Romanticism in British Literature

The Romantic period was shaped by the social and political events of the end of the 18th and the beginning of the 19th century. The French and American revolutions announced a radical break in historical continuity that was accompanied by the birth of democratic and egalitarian ideas (Damrosh et al. 7). The literature of that time reflected the revolutionary spirits and produced multiple innovations in content and form (Damrish et al. 8). While some writers addressed political issues, others created subjective lyrics and novels, depicting the psychological dramas of mind and feelings.

Imagination was one of the main subjects and driving forces of Romanticism. The movement proclaimed the independence of the mind from physical reality and the artist’s ability to transform it to achieve their creative goals. According to Damrosh et al., “the rapid changes, new demands, and confusions of the age often pressed writers into imagining worlds elsewhere,” and this impulse gave the name to the period — the “Romantic” era (10). Its main voices were poets William Wordsworth, Percy Bysshe Shelly, John Keats, William Blake, and Lord Byron, who “assumed a bardic stance to credit their dreams, hopes, and visions” (Damrosh et al. 11). Proclaiming emotional refinement over rational intellect, they rejected the existing literary traditions to put the individual experience in the foreground in their literary works.
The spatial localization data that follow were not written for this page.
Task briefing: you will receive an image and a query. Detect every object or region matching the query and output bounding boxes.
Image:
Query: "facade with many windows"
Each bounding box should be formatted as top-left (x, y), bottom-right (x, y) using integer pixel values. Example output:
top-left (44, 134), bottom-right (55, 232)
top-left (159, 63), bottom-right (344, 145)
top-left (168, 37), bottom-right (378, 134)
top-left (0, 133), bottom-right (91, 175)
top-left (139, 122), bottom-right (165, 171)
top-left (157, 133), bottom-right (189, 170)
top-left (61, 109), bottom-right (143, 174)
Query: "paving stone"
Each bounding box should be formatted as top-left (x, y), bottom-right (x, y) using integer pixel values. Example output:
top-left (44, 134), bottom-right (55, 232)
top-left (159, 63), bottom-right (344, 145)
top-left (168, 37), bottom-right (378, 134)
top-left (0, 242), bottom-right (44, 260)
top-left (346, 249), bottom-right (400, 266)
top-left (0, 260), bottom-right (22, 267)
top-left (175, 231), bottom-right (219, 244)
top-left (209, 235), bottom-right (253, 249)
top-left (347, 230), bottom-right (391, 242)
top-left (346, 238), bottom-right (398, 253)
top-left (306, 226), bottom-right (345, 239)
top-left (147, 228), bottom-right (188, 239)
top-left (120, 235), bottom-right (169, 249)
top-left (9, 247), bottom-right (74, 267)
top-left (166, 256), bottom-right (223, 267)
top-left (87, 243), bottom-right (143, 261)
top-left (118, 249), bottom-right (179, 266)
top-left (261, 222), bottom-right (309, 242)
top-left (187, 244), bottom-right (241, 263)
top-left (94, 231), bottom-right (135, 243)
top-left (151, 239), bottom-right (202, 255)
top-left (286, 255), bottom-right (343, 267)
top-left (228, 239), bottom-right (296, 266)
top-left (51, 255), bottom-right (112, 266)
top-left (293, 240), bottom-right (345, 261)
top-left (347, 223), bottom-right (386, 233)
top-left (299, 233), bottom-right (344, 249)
The philosophical publications of that time focused on the nature of aesthetics. Edmund Burke in his treatise Philosophical Enquiry into the Origin of Our Ideas of the Sublime and Beautiful, written in 1757, explored the nature of beauty. According to Burke, the beautiful is what is well-formed and aesthetically pleasing, and the sublime is what can compel and destroy it (37). Both the beautiful and the sublime can be explained by their causal structures, with the passion of love being the cause of the beauty, and the passion of fear being the cause of the sublime (Burke 48). Burke’s work was the first that defined and separated these aesthetical categories, and it attracted the attention of other prominent philosophers, such as Immanuel Kant.

In the book The Critique of Judgment, Kant discussed the aesthetic values of the agreeable, the beautiful, the sublime, and the good. In the introduction, he criticized Burke for not understanding the causes of the beautiful and the sublime (Kant 21). Kant claimed that the agreeable is a purely sensory judgment, the good is an ethical judgment, and the beautiful and the sublime are subjective and not tied to any definite concept (Kant 45). People define something as beautiful if its form fits their cognitive powers, and defining something as sublime means that it lies beyond the limits of comprehension and is an object of fear (Kant 48). Overall, Burke and Kant’s explorations of aesthetic concepts laid the foundation for many later philosophical explorations and reflected the spirit of Romanticism.

Overall, in philosophy, Romanticism was characterized by the break from the classic Western traditions of rationality towards the exploration of beauty, inner motives, spiritual freedom, and individual creativity. In literature, it proclaimed emotionalism, irrationality, imagination, fantasy, and the ideas of freedom. Shaped by the political struggles of the 18th century and the Industrial Revolution, the Romantic movement aimed to create art that would reflect the artist’s emotions and deepest beliefs. It has a profound effect on politics, music, education, social and natural sciences.

References

Burke, Edmund. A Philosophical Enquiry into the Origin of Our Ideas of the Sublime and Beautiful. J. Dodsley, 1767.

Damrosh, David, et al., editors. British Literature: The Romantics and Their Contemporaries. 5th ed., Pearson, 2011.

Kant, Immanuel. Critique of Judgement. Barnes & Noble Publishing, 2005.